Chauncey found herself again marveling at the audience. “A true democracy,” she said to Delaney.
“You’re right,” he agreed, grasping her gloved hand in his and drawing it on his lap. “You never know if the rough-looking fellow on your right might be carrying a fortune in gold. Indeed, tomorrow he could buy me out.”
“Del, who is that woman in that box over there? The one in the yellow velvet gown who is smiling toward us? She looks familiar. Oh, she just waved at you.”
Delaney met Marie’s eyes and nodded in greeting. He felt a tinge of color on his cheeks but forced himself to shrug at his wife’s question. “Just a . . . lady, my dear.”
Just a lady my foot! It was his French mistress, Marie, she realized in that moment. Chauncey could see the intimate gleam in Marie’s lovely dark eyes from twenty feet away. She felt a strange churning anger and a feeling of absolute inferiority.
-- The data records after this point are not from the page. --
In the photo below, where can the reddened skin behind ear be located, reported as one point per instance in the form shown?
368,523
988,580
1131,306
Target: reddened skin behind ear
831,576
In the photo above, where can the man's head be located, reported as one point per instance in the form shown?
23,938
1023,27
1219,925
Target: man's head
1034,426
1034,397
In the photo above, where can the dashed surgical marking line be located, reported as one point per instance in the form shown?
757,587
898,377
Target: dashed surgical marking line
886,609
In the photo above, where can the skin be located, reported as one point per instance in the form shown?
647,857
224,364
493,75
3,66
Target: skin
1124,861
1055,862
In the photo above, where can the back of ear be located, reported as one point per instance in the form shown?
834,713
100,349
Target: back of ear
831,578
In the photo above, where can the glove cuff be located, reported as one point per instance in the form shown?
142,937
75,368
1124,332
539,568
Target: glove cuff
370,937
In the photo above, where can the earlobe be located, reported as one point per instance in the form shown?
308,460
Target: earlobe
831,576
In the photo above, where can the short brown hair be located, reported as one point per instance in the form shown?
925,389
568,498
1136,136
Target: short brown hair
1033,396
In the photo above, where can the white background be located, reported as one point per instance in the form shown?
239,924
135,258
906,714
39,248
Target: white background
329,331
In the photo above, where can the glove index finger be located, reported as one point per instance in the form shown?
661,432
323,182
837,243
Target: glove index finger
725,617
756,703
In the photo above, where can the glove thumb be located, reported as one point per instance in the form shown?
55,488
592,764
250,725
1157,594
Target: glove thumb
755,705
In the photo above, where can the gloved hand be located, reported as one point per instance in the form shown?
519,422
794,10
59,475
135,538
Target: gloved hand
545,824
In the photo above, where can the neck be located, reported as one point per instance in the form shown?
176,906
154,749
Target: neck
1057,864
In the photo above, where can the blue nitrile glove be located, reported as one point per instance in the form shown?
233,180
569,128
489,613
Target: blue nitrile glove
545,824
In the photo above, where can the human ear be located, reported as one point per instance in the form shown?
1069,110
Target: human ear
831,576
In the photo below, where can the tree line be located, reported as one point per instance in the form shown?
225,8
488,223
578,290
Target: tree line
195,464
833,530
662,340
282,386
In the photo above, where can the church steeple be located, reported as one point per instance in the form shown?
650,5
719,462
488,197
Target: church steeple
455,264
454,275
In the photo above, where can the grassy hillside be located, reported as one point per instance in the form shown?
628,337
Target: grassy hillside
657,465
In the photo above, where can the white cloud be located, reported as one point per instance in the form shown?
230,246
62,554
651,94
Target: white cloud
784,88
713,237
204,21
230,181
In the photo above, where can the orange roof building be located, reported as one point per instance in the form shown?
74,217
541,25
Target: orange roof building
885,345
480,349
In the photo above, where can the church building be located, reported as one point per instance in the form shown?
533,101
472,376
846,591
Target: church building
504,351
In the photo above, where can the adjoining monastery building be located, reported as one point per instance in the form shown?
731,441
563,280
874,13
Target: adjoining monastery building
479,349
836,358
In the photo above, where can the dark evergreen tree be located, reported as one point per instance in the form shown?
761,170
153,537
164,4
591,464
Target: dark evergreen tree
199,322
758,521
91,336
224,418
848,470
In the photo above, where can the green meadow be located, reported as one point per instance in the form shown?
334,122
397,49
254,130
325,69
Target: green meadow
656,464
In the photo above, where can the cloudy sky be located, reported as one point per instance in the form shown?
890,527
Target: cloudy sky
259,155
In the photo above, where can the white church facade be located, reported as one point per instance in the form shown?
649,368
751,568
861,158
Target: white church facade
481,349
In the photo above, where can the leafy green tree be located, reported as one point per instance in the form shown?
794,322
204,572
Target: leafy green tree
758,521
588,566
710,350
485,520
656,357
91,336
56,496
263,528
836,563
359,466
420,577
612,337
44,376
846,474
Marie was so bloody gorgeous!
“I know who she is,” she said in a tight voice. “After all, I did see you with her before.” She wanted to box his ears, yell like a fishwife, but the moment was lost: the crimson curtains parted on the stage and Lola Montez appeared. Anything Chauncey could have said would
have been lost in the thundering applause, loud whistles, and calls from the men in the audience.
Lola Montez wasn’t classically beautiful, Chauncey decided, but she exuded a raw kind of sensuality that even Delaney wasn’t immune to, for he sat slightly forward in his seat. She was tall, voluptuously built, and her costume was nothing more than judiciously placed gauzy veils. Her eyes were snapping, vividly alive, appearing nearly black, and her thick black hair was wound in elaborate coils about her head in a decidedly Spanish fashion.
Oh well, Chauncey told herself, best to simply sit back and enjoy it. When Lola spoke, it was in charmingly lisped English. The men roared after every utterance she made.
Delaney whispered to Chauncey, “Lord, all she has to do it simply stand there! But I do believe, my dear, that her charms are a bit overripe for my taste.”
Chauncey gave him an incredulous look. “I think Horace is beginning to perspire,” she said.